O projeto pioneiro começou com a participação de 19 agricultores do assentamento São Manoel, que colhiam e pesavam os frutos, tiravam a polpa, que é usada em ração animal, quebravam o caroço e extraíam a amêndoa. No decorrer dos dois anos da pesquisa, foram desenvolvidos equipamentos, outros adaptados. Houve ainda avaliação da produção de árvores de cumbaru, bem como da relação tempo e produção e da composição nutricional.
Como muitos deles não acreditavam que a pesquisa traria bons resultados, acabaram desistindo. Ficaram apenas as cinco mulheres, que quando começaram a produzir comercialmente, criaram o grupo que batizaram com o nome do fruto. “Tenho comigo que não posso começar e desistir. Temos de insistir para dar certo”, diz dona Maria Lúcia. Deu tão certo que ela e suas companheiras resolveram ampliar a linha de produtos, incluindo os outros frutos do Cerrado.
Cooperativa
O grupo é informal. Para comercializar produtos por meio do Programa Nacional de Alimentação Escolar (Pnae) e Programa de Aquisição de Alimentos (PAA), as mulheres se associaram à Cooperativa dos Produtores Rurais da Região do Pulador de Anastácio (Copran), na qual duas delas participam da gestão.
“Apesar das dificuldades iniciais, elas seguiram firmes no projeto, até o fim, e foram pioneiras no beneficiamento do baru em Anastácio e em todo o estado. Além de emancipação financeira e empoderamento, o trabalho delas trouxe melhorias para a comunidade como um todo”, diz a estudante de Agronomia Mayara Winie de Lima Bissoli, autora da monografia “Coleta e beneficiamento de frutos do cerrado brasileiro: o caso das mulheres agricultoras de Anastácio (MS)”.
O relato da experiência vitoriosa é igualmente bem sucedido: tirou o primeiro lugar na categoria relatos de caso da 3ª Conferência Internacional Agricultura e Alimentação em uma Sociedade Urbanizada (III AgUrb), realizada de 17 a 21 de setembro, na Universidade Federal do Rio Grande do Sul (UFRGS).
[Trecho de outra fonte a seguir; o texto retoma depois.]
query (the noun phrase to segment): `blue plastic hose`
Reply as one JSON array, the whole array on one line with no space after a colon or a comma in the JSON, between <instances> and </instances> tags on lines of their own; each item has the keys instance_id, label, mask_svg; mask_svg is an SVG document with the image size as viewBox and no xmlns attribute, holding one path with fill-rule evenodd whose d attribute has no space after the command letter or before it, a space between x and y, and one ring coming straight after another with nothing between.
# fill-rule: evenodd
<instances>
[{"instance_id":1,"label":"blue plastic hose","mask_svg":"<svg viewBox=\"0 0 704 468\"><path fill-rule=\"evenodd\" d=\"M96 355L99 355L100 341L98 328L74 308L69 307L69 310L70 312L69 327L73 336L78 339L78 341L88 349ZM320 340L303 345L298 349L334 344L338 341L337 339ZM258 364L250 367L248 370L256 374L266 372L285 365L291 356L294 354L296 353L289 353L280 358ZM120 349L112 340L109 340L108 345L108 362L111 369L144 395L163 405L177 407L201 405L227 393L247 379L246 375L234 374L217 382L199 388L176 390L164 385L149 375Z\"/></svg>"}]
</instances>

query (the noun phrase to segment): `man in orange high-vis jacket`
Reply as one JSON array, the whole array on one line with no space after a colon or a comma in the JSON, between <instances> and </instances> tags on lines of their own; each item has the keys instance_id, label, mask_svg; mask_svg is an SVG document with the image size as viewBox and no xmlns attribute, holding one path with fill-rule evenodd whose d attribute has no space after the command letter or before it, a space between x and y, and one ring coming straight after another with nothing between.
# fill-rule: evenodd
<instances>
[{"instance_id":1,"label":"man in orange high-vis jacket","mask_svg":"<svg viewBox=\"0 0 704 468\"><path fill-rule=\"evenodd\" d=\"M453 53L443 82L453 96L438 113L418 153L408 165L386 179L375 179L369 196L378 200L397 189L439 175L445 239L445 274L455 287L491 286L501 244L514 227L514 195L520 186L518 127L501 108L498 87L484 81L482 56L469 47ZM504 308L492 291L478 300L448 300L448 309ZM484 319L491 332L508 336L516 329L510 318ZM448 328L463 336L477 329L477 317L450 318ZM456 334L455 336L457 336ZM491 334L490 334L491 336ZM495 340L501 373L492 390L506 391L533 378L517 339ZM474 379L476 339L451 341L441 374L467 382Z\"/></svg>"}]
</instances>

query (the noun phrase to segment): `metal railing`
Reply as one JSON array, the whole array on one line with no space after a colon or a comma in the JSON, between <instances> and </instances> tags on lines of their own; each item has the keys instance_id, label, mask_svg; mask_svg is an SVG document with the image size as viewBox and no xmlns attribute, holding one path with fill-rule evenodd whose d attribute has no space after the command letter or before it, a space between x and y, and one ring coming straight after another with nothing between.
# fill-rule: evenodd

Nesta categoria foram inscritos trabalhos de mais de 30 países, inclusive de pesquisadores com alta titulação.
A conferência foi realizada por pesquisadores, acadêmicos, organizações da sociedade civil e formuladores de políticas de diversos países, que trabalham para colocar a questão alimentar no cerne das problemáticas que desafiam a humanidade, como as mudanças climáticas e suas repercussões sobre a água e a biodiversidade, a busca por fontes alternativas de energia e as transformações demográficas.
Assentada da reforma agrária em São Manoel assim como as mulheres do grupo Baru, Mayara estuda no Instituto Educar, localizado município de Pontão (RS). A entidade tem parceria com a Universidade Federal da Fronteira Sul (UFFS), uma das 18 universidades criadas no Brasil durante a expansão da rede federal de ensino superior promovida pelo então ministro da Educação Fernando Haddad, durante o governo de Luiz Inácio Lula da Silva.
O convênio foi firmado pela UFFS por meio do Programa Nacional de Educação na Reforma Agrária (Pronera), do Instituto Nacional de Colonização e Reforma Agrária (Incra).
“O baru tornou-se mais conhecido e valorizado na região, trazendo oportunidades de trabalho e renda também para outras pessoas. Foram criadas redes de comercialização e de preservação de árvores de cumbaru, que antes eram derrubadas pelos agricultores. Essa experiência local contribui para o empoderamento feminino, o fortalecimento das experiências associativas, a preservação ambiental, a valorização dos produtos do Cerrado e para a construção de sistemas alimentares mais sustentáveis”, diz Mayara.
Inspiração
Orientador e coautor do trabalho, o agrônomo e doutorando em Desenvolvimento Rural na Universidade Federal do Rio Grande do Sul, Vanderlei Franck Thies não tem dúvidas de que, além da disciplina de Mayara, o diferencial do relato vencedor é o trabalho do grupo Baru.
“Uma experiência extraordinariamente interessante de ser analisada, ser difundida, de ser divulgada, porque o trabalho dessas mulheres no assentamento e no Cerrado brasileiro, nas condições mais adversas que elas enfrentam, é algo extremamente positivo e inspirador. Uma alegria que a gente sente é poder dar visibilidade para essa experiência”.